Having been responsible for the usage of the Internet by the World Bank Group’s first program to facilitate foreign direct investment since 1993, because of my previous experience with the Internet in the ‘Young Scientists’ Network’ which used the Internet to communicate between American universities in the 1980s,It is interesting to see the degree of confidence put by the Indian government officials in the much later “Doing Business” annual report of the World Bank. It’s as as though officials demand a cascade-flow spending unexpectedly any time the government scales a few ladders around the world. At all, rating is only one consideration in investment decision-making.

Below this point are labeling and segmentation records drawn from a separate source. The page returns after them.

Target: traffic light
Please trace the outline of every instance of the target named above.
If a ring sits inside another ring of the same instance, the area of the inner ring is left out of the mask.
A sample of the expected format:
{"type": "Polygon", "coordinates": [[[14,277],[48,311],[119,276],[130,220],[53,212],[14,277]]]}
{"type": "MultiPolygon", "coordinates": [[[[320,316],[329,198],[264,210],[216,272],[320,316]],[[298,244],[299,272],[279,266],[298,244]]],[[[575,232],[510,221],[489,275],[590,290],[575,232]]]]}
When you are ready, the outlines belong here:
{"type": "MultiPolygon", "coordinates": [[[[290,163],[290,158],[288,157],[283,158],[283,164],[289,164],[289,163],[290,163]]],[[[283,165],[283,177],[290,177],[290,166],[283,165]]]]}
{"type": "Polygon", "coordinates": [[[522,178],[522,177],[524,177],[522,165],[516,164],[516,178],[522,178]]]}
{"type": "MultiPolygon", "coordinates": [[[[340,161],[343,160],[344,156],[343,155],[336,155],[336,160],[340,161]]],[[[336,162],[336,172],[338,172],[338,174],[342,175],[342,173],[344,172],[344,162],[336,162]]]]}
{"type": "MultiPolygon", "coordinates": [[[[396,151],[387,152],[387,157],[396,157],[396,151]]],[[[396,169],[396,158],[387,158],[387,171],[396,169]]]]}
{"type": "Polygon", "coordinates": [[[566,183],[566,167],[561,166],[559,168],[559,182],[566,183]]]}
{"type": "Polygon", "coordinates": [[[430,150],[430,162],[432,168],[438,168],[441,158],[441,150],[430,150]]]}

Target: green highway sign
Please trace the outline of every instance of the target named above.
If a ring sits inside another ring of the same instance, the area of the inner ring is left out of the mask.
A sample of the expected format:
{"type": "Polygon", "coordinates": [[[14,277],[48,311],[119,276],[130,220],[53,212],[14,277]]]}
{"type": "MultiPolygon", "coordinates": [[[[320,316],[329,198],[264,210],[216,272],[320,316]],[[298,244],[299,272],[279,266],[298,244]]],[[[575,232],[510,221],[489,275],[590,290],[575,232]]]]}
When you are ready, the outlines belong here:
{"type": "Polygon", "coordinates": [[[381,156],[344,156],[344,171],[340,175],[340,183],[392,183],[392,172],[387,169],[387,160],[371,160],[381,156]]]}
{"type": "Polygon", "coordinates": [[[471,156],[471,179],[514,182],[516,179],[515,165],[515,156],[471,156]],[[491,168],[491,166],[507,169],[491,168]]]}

In the case of NIDEC, unlike other Japanese firms with fragmented leadership, Shigenobu Nagamori took full responsibility for decision-making and engaged directly with key Indians, creating his own degree of ease, trust, and guiding the team to develop a successful $100 million investment strategy in India. He has provided encouragement and help from Japanese government officials, who usually follow the lead of Prime Minister Abe in promoting investment in India. However, there are not that many related diverse personalities and sources.
He has provided encouragement and help from Japanese government officials, who usually follow the lead of Prime Minister Abe in promoting investment in India. However, there are not that many related diverse personalities and sources. In the midst of inspiring slogans of self-reliance, domestic monopolies and monopsonies were promoted. Since the 1991 changes, there was a change, but even then the outreach to surplus-capital Japan , for example, was inadequate, possibly owing to language and similar factors. In the meantime, the level of comfort has increased amongst Japanese businessmen and Thais, Vietnamese, etc., who have not yet grown with Indians in general. Meanwhile, the infrastructure deficits in India, the lack of representation of Indian businesses of all sizes in Japan, and the speed of decision-making , especially in comparison with some East Asian nations, are still crumbling.
All of the above leads to the need for comprehensive, multi-systemic big changes, not just one-off developments celebrated by the political establishment and the twitterati. This will take exceptional leadership, comparable to what India brought together in 1991 to establish a tectonic shift vital to the upward economic future of millions of young ambitious Indians hungry for change.